The exit of Graham Reid as Indian men’s team coach has set off the Indian hockey tongues wagging. And for Pakistan men’s hockey team coach Siegfried Aikman, the move comes as a surprise. “To be honest, Graham Reid’s move to step down surprised me – he did a very good job with the Indian team – he helped the team win the first Olympic medal in 41 years, guided them to a third-place finish in the Pro League as well as a silver medal in the Commonwealth Games,” says Aikman.
The experienced Dutchmen is of the opinion that the Indian team failed to rise to the lofty expectations of its home fans. “A 9th place finish would obviously be disappointing for every hockey lover and that too as World Cup hosts. But we cannot overlook the fact that India lost only one match and that happened to be the crossover tie against New Zealand in a shootout. They did not lose a single game in the pool stage despite being in the pool of death. It wasn’t really a disastrous performance,” he makes his point.
The former Japan men’s hockey team coach feels that a lot of negativity spread across social media can have a bearing on the decision-making of coaches. “I don’t know what led Graham Reid to call it quits but we are aware of how folks on social media have been bombarding the team for its failure to go beyond the crossovers. Sometimes these things can impact decision-making of people although I have no clue if that is the case with Reid.”

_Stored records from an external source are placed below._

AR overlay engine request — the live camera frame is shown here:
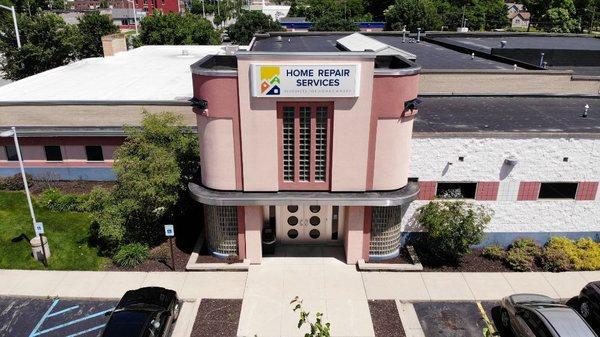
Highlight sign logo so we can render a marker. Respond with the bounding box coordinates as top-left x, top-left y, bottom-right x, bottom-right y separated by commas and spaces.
253, 64, 359, 98
260, 66, 281, 96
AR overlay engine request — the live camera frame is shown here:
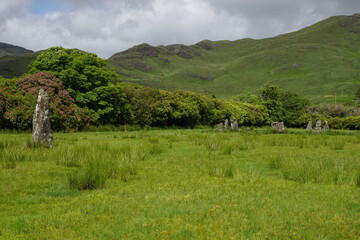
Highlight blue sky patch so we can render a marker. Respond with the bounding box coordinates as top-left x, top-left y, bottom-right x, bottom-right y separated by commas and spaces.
29, 0, 62, 15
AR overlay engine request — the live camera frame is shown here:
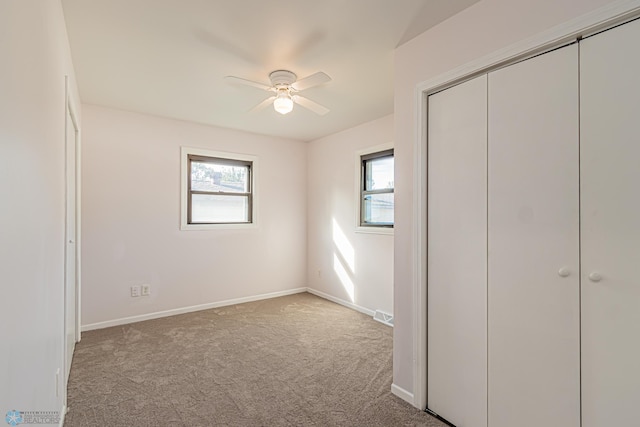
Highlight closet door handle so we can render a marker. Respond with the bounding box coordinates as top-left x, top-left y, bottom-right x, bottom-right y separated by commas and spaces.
588, 272, 603, 282
558, 267, 571, 278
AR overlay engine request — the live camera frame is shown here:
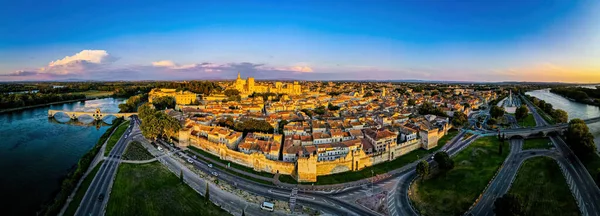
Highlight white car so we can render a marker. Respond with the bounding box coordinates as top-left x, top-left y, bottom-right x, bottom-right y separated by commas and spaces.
212, 171, 218, 177
157, 147, 163, 151
208, 164, 213, 168
187, 159, 193, 164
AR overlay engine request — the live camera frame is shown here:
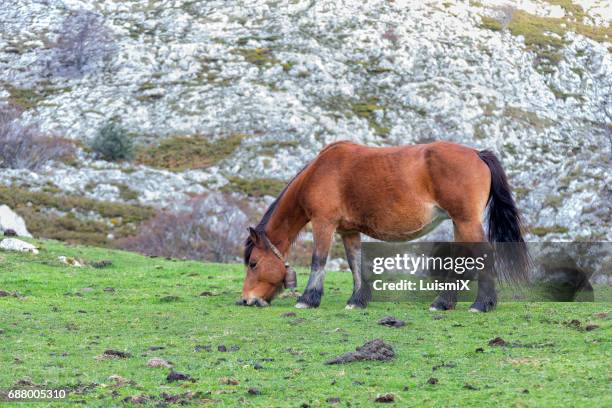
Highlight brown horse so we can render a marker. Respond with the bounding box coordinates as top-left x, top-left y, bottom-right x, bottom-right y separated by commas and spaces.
239, 141, 528, 312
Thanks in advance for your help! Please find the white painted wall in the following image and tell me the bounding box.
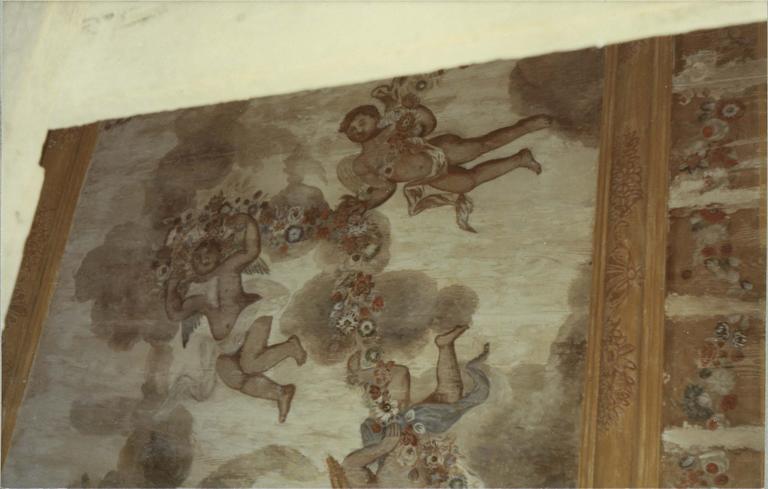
[2,1,767,322]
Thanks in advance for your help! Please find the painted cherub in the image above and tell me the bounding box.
[327,325,489,488]
[165,213,306,423]
[337,76,552,232]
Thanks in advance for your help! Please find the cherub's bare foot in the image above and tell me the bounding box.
[288,335,307,366]
[518,148,542,175]
[435,325,470,347]
[278,384,296,423]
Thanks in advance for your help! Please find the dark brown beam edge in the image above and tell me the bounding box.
[2,123,100,466]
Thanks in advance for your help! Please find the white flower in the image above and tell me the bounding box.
[404,410,416,422]
[412,422,426,435]
[373,399,399,425]
[287,206,304,224]
[704,368,735,395]
[396,445,419,467]
[347,222,369,236]
[359,320,376,337]
[702,118,729,141]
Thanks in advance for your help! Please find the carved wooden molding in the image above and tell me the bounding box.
[578,38,674,488]
[1,124,100,464]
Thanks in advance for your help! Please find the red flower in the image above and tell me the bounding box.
[316,227,330,239]
[700,208,726,223]
[360,307,370,319]
[331,291,344,302]
[372,296,385,311]
[368,385,382,399]
[720,394,738,411]
[706,463,720,474]
[371,422,382,433]
[730,349,745,362]
[400,427,419,446]
[706,417,721,430]
[701,246,717,257]
[699,342,719,367]
[713,474,729,486]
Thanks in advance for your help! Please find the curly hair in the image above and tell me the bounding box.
[338,105,381,134]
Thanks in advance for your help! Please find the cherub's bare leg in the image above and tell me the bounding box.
[428,148,541,194]
[428,114,552,165]
[216,353,296,423]
[239,316,307,374]
[422,325,469,404]
[242,376,296,423]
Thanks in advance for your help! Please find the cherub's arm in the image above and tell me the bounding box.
[342,423,401,470]
[165,277,209,321]
[223,213,261,272]
[352,157,397,210]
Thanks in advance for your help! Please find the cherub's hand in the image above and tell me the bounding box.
[337,195,368,216]
[384,422,401,439]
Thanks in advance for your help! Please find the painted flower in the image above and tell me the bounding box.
[714,322,730,340]
[683,384,715,421]
[400,427,419,447]
[284,225,304,243]
[699,342,719,367]
[352,273,374,297]
[448,476,468,489]
[359,320,377,337]
[373,399,399,425]
[705,414,725,431]
[368,384,382,400]
[396,112,417,133]
[730,331,746,348]
[427,467,449,486]
[717,100,745,119]
[700,208,727,223]
[701,118,729,141]
[287,206,304,224]
[396,444,419,467]
[401,93,421,109]
[336,310,360,335]
[678,455,696,469]
[412,422,427,435]
[713,474,729,485]
[704,367,735,395]
[423,451,445,469]
[365,347,382,364]
[720,394,738,411]
[155,264,171,282]
[372,295,385,311]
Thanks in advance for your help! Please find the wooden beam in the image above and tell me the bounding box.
[2,124,100,466]
[578,37,674,488]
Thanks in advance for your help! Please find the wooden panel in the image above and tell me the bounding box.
[1,124,100,465]
[660,21,766,489]
[578,37,674,488]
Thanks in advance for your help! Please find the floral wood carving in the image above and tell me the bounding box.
[597,129,644,429]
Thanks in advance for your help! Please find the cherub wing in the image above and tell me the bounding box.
[181,313,203,348]
[243,257,270,275]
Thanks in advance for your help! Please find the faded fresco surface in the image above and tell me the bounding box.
[4,53,602,488]
[661,24,766,488]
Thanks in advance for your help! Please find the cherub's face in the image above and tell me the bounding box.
[192,243,221,276]
[346,114,378,143]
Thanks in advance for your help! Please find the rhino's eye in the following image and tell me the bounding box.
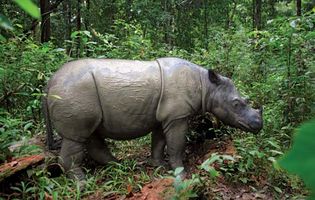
[232,98,244,109]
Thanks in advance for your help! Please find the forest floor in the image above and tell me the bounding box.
[110,138,275,200]
[0,134,302,200]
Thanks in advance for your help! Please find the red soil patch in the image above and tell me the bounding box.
[127,178,174,200]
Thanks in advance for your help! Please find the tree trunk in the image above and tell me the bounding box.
[204,0,208,49]
[125,0,132,22]
[252,0,262,30]
[297,0,302,16]
[76,0,82,57]
[40,0,64,43]
[269,0,276,17]
[85,0,90,31]
[62,2,67,40]
[226,0,237,29]
[163,0,168,44]
[40,0,51,43]
[76,0,81,32]
[65,0,72,55]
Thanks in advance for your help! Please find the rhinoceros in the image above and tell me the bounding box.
[43,57,263,180]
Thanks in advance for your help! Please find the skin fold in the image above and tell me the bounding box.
[43,57,263,180]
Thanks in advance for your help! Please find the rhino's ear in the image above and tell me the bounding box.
[208,69,220,84]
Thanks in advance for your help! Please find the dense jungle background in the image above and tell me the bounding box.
[0,0,315,199]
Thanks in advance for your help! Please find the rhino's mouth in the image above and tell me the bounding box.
[237,120,259,133]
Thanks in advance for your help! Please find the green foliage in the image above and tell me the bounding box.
[0,13,13,30]
[172,167,200,200]
[200,153,235,178]
[13,0,40,19]
[0,0,314,199]
[4,159,163,199]
[11,181,37,200]
[0,113,29,162]
[0,38,68,115]
[279,119,315,199]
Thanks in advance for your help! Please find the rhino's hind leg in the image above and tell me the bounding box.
[87,133,118,165]
[59,138,86,180]
[150,127,167,167]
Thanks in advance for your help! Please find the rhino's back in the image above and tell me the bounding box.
[47,59,162,140]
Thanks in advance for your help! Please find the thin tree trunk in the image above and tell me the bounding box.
[297,0,302,16]
[85,0,90,31]
[40,0,64,43]
[170,1,175,47]
[66,0,72,55]
[269,0,276,17]
[163,0,168,44]
[204,0,208,50]
[125,0,132,22]
[227,0,237,29]
[252,0,262,30]
[40,0,51,43]
[175,3,180,46]
[62,2,67,40]
[76,0,82,57]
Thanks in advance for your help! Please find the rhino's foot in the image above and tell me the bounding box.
[148,158,168,167]
[106,156,119,164]
[59,138,86,180]
[67,167,86,181]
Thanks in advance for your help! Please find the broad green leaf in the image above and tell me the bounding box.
[13,0,40,19]
[82,30,92,37]
[0,14,13,30]
[305,32,315,40]
[279,119,315,199]
[268,140,281,149]
[270,150,283,155]
[23,122,33,131]
[0,34,6,41]
[174,167,184,176]
[221,155,235,161]
[208,166,219,177]
[48,94,62,100]
[274,186,282,193]
[52,191,58,200]
[0,67,4,77]
[71,31,79,38]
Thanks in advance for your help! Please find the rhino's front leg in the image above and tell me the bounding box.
[59,138,86,180]
[164,118,188,171]
[150,126,167,167]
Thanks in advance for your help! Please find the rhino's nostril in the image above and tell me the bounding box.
[251,118,262,131]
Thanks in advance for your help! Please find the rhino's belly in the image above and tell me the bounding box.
[98,116,159,140]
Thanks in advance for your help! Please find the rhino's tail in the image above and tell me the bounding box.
[42,87,54,150]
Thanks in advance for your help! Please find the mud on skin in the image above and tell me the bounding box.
[42,57,263,180]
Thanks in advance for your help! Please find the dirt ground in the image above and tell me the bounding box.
[83,136,277,200]
[0,134,293,200]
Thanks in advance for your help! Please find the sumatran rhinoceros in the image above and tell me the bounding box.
[43,57,263,180]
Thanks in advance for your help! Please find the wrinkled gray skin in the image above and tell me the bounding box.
[43,57,263,180]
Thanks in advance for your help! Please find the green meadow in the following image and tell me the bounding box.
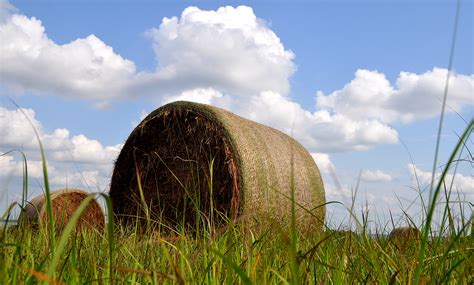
[1,119,472,284]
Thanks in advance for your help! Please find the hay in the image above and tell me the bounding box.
[388,227,421,251]
[22,189,105,231]
[389,227,421,241]
[109,101,325,233]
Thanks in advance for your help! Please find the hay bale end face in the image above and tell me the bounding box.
[22,189,105,231]
[110,101,325,233]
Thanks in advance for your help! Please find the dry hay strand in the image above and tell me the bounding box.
[22,189,105,231]
[110,101,325,234]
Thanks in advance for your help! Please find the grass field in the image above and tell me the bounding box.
[1,119,473,284]
[0,217,471,284]
[1,197,473,284]
[0,85,472,285]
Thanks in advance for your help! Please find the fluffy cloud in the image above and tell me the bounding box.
[163,88,224,105]
[143,6,295,96]
[50,134,122,164]
[1,2,472,155]
[0,12,136,99]
[0,107,122,164]
[0,107,39,148]
[0,154,108,193]
[0,4,294,101]
[0,154,52,179]
[0,106,119,203]
[407,164,474,194]
[140,6,469,153]
[360,169,392,183]
[48,170,104,190]
[311,153,335,175]
[317,68,474,124]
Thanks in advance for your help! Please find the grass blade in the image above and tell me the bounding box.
[414,119,473,283]
[211,248,252,285]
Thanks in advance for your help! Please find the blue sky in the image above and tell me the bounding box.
[1,0,472,229]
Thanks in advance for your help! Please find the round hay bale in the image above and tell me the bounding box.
[109,101,325,233]
[22,189,105,231]
[388,227,421,250]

Aikman was, however, categorical that lack of leadership let the Indian team down at the World Cup. “Leadership gaps showed up in the World Cup. Manpreet Singh used was the captain at the Commonwealth Games and subsequently, Harmanpreet Singh was handed captaincy responsibility in the 2022-23 Pro League, Australia Test Series and the World Cup. Even Amit Rohidas led the side for a few games in the 2021-22 Pro League. I’m wondering why there was a need to change captains. I’ve nothing against Harmanpreet – he is a fabulous player but he did not look at his best. Maybe the mantle of captaincy affected his game,” he observes.